For the most part their traffic moves on passenger aircraft, where rates are typically 15-20% lower than for all-cargo planes, said Marcio Pires, vice-president and head of air cargo, Latin America, at Ceva Logistics.
Guido Gries, MD of Dachser Air & Sea Logistics, reported that only some perishables in high demand, like ginger or fresh fish, were still flown, albeit in quantities that do not meet demand.
“With the airfreight capacity challenges, some produce exporters began to look at alternatives, including atmosphere-controlled-reefer ocean transport. In fact, Peru is shipping 100 containers a week of asparagus to Miami.
“However, some found this option did not get the cargo there on time. Equipment issues and ongoing ocean freight disruption often did not offer the timely, reliable transport necessary to keep fresh produce integrity intact,” he said.
And ocean cargo rates have also gone up, but not as steeply as airfreight pricing, Mr Pires said. Shipping costs to Europe have gone up by about 30%.
However, there have been other problems, such as port congestion, and above all, empty containers are scarce.
“Finding reefer containers now is very hard,” Mr Pires said.
Still, the migration from air to ocean transport is going on. Mr Schosinsky noted that some time ago some flower growers experimented with ocean shipments to North America. This has come up again this year, he said.
Latin American countries that closed their borders are opening up to international flights again, but it remains unclear how much belly capacity will return to the market. For growers, the opening comes at the right time, just ahead of Latin America’s growing season.

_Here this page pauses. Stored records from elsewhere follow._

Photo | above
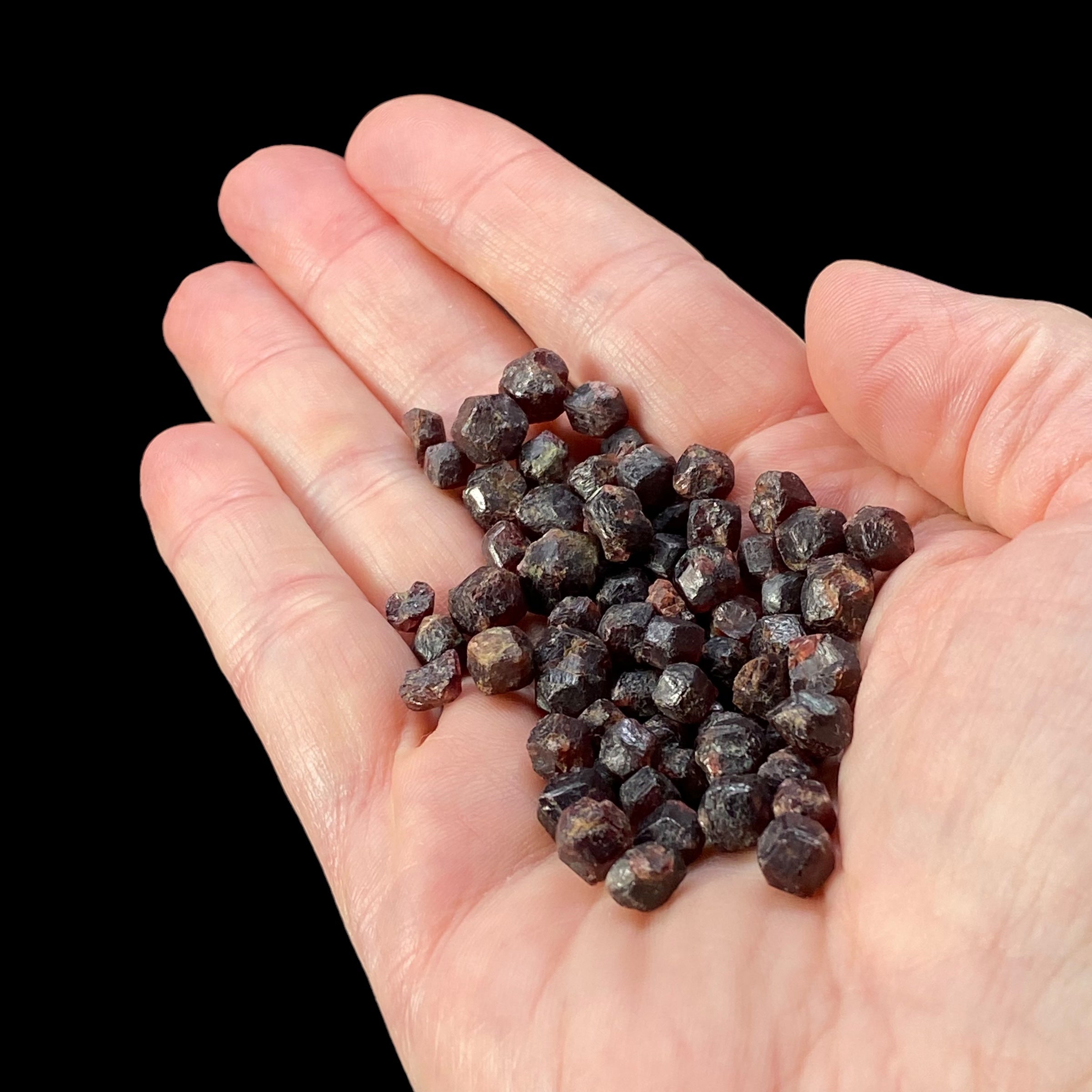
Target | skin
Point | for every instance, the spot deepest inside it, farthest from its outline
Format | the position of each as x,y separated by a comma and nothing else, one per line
953,948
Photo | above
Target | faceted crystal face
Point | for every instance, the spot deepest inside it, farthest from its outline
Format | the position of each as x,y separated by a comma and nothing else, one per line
490,429
648,472
684,694
561,744
809,533
487,598
734,812
407,610
646,876
558,565
805,798
622,443
703,472
773,634
500,660
493,494
616,518
567,789
760,685
505,544
446,467
817,724
538,384
424,430
795,854
778,494
784,766
597,410
591,836
713,522
588,478
674,826
549,508
880,536
642,793
707,576
578,612
544,459
434,684
838,597
824,663
435,636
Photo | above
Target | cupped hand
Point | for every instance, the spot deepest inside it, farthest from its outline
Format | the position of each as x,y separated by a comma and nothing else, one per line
953,948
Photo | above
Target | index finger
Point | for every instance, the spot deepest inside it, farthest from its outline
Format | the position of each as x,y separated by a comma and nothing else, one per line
582,270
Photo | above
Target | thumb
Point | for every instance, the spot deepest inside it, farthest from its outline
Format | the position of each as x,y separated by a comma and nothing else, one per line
984,402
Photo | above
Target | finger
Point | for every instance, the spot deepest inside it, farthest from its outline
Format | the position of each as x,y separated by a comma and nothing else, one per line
412,328
984,402
582,270
260,367
288,628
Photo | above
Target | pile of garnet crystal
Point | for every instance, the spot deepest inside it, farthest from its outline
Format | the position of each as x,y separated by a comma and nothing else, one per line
692,683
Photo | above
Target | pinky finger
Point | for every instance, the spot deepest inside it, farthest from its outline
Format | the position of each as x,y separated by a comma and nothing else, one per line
295,637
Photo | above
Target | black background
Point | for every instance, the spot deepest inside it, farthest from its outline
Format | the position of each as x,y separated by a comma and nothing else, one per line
230,898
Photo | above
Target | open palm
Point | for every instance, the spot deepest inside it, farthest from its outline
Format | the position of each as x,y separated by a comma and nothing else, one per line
954,946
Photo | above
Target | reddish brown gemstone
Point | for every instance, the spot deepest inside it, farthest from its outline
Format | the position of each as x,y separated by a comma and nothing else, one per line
407,610
648,472
707,576
759,558
567,789
446,467
778,494
544,459
560,744
809,533
773,634
493,494
824,663
616,518
734,812
588,478
591,836
796,855
424,430
713,522
597,410
627,745
838,597
505,544
435,636
646,876
435,684
782,766
489,429
500,660
684,694
703,472
664,598
642,793
560,565
815,723
549,508
735,618
538,383
760,685
487,598
805,798
578,612
880,536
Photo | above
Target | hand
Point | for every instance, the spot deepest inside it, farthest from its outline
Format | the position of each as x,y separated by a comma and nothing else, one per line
953,948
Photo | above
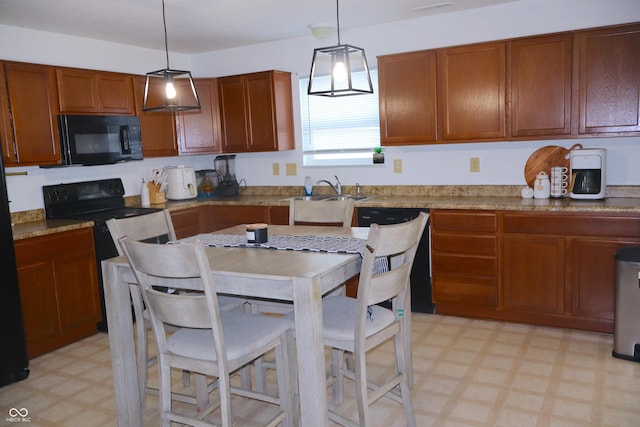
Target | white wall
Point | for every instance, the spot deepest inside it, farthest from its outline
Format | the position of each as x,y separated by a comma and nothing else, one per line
500,162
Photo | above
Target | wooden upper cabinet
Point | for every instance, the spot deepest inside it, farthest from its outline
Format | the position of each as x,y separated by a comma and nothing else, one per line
199,130
157,128
87,91
408,103
472,89
33,108
6,137
256,112
541,79
609,80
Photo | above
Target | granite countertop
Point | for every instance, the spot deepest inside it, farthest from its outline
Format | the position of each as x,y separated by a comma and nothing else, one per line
625,200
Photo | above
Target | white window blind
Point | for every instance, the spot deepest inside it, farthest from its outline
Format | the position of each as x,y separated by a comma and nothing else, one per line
342,130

Reports from Chile suggest a good cherry crop this year. In recent years, most of the country’s cherry production has been exported to China. This year, however, there are question marks. Mr Pires said Chinese buyers usually visited Chile to inspect the crop before they placed orders. As they have been unable to travel to the country this year, it is unclear how much they will order, he said.
He says the amount of perishables flying out of South America has gone down between 30% and 35% this year and Mr Gries foresees dire repercussions from this.
“The substantial amount of air capacity that was available over the last few years did open up new tradelanes and has encouraged investment into land and crops throughout Latin America, but the likelihood is that air travel will be down for years to come, negatively impacting capacity and rates, which will affect the transport of fresh produce from Latin America to Europe or Asia.
“As a result, many farmers in Latin America will be at risk and, unfortunately, many will not survive this crisis,” he warned.
Ironically this comes as consumer habits are undergoing profound change. According to Rijk Zwaan, a Dutch vegetable and seed production company, consumers worldwide are not only switching to online channels for their groceries, but they are also displaying an increased preference for fresh and healthy food.
The company’s research also indicates another trend that is less promising for produce exporters from Latin America: “People are increasingly choosing local products and suppliers,” Rijk Zwaan reported.